Why nature is good for our mental health
I can be reassuring to know that you’re not the only one. Think about your good interactions with them versus your bad interactions. If you feel like they pressure you much more than you’d like or they won’t stop, make some new friends. While it’s hard to say goodbye to friends, it might be harder to keep saying “no” to peer pressure and deal with how it makes you feel.
The best way to avoid negative peer pressure is to raise kids who have a clear idea about their values but can still interact with people who have different ones. Educating kids just to say no or what not to do isn’t enough. Peer pressure teenage statistics reveal 85% of high schoolers have felt peer pressure. A recent study by the University of Maryland found that kids experience it as young as nine-years-old.
Unlock expert answers by supporting wikiHow
They can also help support you in handling peer pressure in the future. It’s okay to admit you’re struggling, and they will most likely want to help you. Another way to avoid peer pressure is to spend your time doing activities that you really enjoy. Doing activities can help you meet other people with shared interests and help you spend your time doing what you enjoy.Try different activities until you find one you like. For example, try a sewing or woodworking class, pick up photography, go hiking, or get a bike.
The way we feel at any given moment is essential. When pressure is high, and we’re feeling particularly vulnerable, we may decide on the easy choice. Understanding how you feel and acknowledging negative emotions can help steer a person away from making poor choices. Avoid peers that can cause self-doubt, lack of self-confidence, and who may disregard your feelings completely. As we enter into adulthood, we may still occasionally be driven by reward-seeking behavior.

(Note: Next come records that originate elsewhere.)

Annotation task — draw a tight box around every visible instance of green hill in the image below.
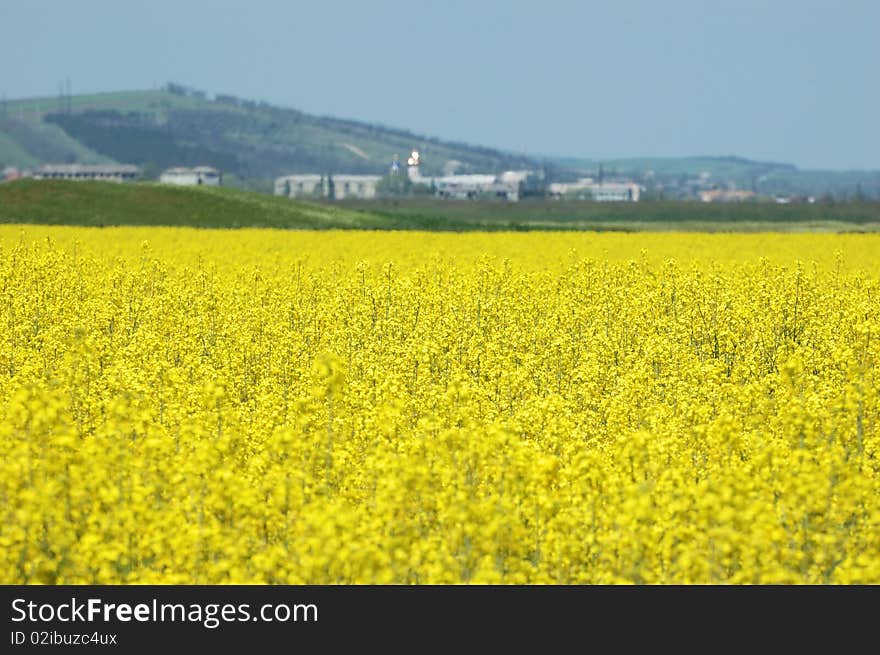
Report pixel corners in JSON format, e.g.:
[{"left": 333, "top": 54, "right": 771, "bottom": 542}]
[
  {"left": 0, "top": 179, "right": 880, "bottom": 232},
  {"left": 0, "top": 180, "right": 387, "bottom": 229},
  {"left": 0, "top": 84, "right": 536, "bottom": 188}
]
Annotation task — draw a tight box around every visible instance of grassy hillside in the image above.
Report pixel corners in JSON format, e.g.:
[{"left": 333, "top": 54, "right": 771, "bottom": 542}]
[
  {"left": 0, "top": 85, "right": 536, "bottom": 180},
  {"left": 0, "top": 180, "right": 386, "bottom": 229},
  {"left": 0, "top": 180, "right": 880, "bottom": 232}
]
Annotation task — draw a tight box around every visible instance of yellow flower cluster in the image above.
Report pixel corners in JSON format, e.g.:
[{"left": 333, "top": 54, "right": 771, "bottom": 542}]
[{"left": 0, "top": 226, "right": 880, "bottom": 584}]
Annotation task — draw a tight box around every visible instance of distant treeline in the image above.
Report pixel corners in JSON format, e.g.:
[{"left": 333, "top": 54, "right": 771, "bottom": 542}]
[{"left": 46, "top": 111, "right": 239, "bottom": 171}]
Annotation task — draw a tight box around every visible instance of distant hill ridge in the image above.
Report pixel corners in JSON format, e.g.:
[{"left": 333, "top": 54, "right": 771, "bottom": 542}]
[
  {"left": 0, "top": 83, "right": 880, "bottom": 200},
  {"left": 0, "top": 84, "right": 539, "bottom": 187}
]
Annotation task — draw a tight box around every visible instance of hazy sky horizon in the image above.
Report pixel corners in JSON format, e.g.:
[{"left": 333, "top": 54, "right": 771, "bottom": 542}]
[{"left": 0, "top": 0, "right": 880, "bottom": 170}]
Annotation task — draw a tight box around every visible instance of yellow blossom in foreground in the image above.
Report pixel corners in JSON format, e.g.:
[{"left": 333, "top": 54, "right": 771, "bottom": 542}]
[{"left": 0, "top": 226, "right": 880, "bottom": 584}]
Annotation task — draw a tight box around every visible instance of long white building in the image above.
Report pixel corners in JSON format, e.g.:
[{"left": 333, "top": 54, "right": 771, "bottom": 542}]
[
  {"left": 275, "top": 174, "right": 382, "bottom": 200},
  {"left": 33, "top": 164, "right": 141, "bottom": 182},
  {"left": 547, "top": 177, "right": 642, "bottom": 202},
  {"left": 159, "top": 166, "right": 223, "bottom": 186}
]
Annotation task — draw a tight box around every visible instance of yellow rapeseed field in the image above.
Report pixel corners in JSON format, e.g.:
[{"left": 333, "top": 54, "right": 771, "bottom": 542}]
[{"left": 0, "top": 226, "right": 880, "bottom": 584}]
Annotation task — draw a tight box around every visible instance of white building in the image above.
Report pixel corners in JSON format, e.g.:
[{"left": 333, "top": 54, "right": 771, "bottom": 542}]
[
  {"left": 275, "top": 174, "right": 382, "bottom": 200},
  {"left": 407, "top": 150, "right": 530, "bottom": 201},
  {"left": 159, "top": 166, "right": 223, "bottom": 186},
  {"left": 330, "top": 175, "right": 382, "bottom": 200},
  {"left": 547, "top": 177, "right": 642, "bottom": 202},
  {"left": 33, "top": 164, "right": 141, "bottom": 182}
]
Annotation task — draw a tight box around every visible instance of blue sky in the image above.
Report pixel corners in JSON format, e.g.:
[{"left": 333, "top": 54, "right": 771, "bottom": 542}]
[{"left": 0, "top": 0, "right": 880, "bottom": 169}]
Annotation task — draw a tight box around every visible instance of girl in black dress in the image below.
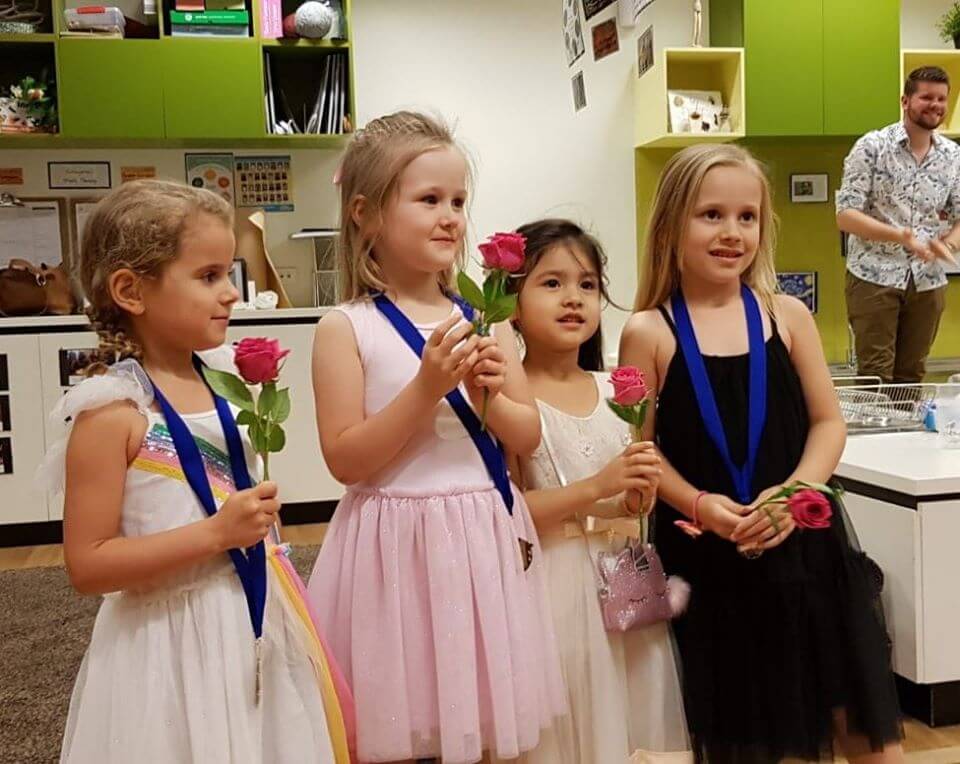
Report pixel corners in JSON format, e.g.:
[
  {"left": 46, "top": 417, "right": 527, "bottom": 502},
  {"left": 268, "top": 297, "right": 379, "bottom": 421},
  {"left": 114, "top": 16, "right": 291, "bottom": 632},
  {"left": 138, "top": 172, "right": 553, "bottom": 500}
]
[{"left": 620, "top": 145, "right": 903, "bottom": 764}]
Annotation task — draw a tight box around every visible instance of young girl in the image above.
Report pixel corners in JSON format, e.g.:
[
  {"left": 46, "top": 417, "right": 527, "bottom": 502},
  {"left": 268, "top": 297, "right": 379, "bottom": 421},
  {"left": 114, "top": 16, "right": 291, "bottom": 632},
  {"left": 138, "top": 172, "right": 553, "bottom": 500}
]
[
  {"left": 309, "top": 112, "right": 564, "bottom": 764},
  {"left": 502, "top": 220, "right": 689, "bottom": 764},
  {"left": 46, "top": 181, "right": 349, "bottom": 764},
  {"left": 621, "top": 145, "right": 902, "bottom": 764}
]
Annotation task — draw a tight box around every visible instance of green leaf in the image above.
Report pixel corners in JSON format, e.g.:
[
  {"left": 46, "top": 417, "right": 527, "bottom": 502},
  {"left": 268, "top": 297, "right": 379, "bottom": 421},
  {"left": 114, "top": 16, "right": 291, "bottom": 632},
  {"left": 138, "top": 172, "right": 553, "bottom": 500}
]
[
  {"left": 273, "top": 387, "right": 290, "bottom": 424},
  {"left": 485, "top": 294, "right": 517, "bottom": 326},
  {"left": 265, "top": 425, "right": 287, "bottom": 452},
  {"left": 257, "top": 382, "right": 277, "bottom": 420},
  {"left": 203, "top": 366, "right": 255, "bottom": 411},
  {"left": 457, "top": 271, "right": 487, "bottom": 311}
]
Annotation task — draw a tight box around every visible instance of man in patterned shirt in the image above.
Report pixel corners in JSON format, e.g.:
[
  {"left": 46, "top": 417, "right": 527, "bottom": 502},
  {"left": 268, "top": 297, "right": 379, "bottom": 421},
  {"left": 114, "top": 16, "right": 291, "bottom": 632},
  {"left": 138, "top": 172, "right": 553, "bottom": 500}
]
[{"left": 837, "top": 66, "right": 960, "bottom": 382}]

Get to Know Your Child’s Friends
Whether you haven’t experienced peer pressure yet or you want to respond better for next time, think of a response you can use if you’re ever asked something you don’t how to deal with peer pressure want to do. You might use a generic, “Naw, no thanks” or have something different for each situation. When peer pressure is positive, it pushes you to be your best.
It’s great to have friends who will have your back and respect you when you don’t want to do something. There are things you can do to stop this once and for all and hopefully learn how to create a healthy environment for yourself to be in with no toxicity or pressure. Many have managed to do that before, so why can’t you? Here are some strategies that can help you handle peer pressure. Indirect negative peer pressure is subtle but still powerful enough to influence your decisions. There’s an unspoken pressure on you to do the same things as your peers in order to fit into the group.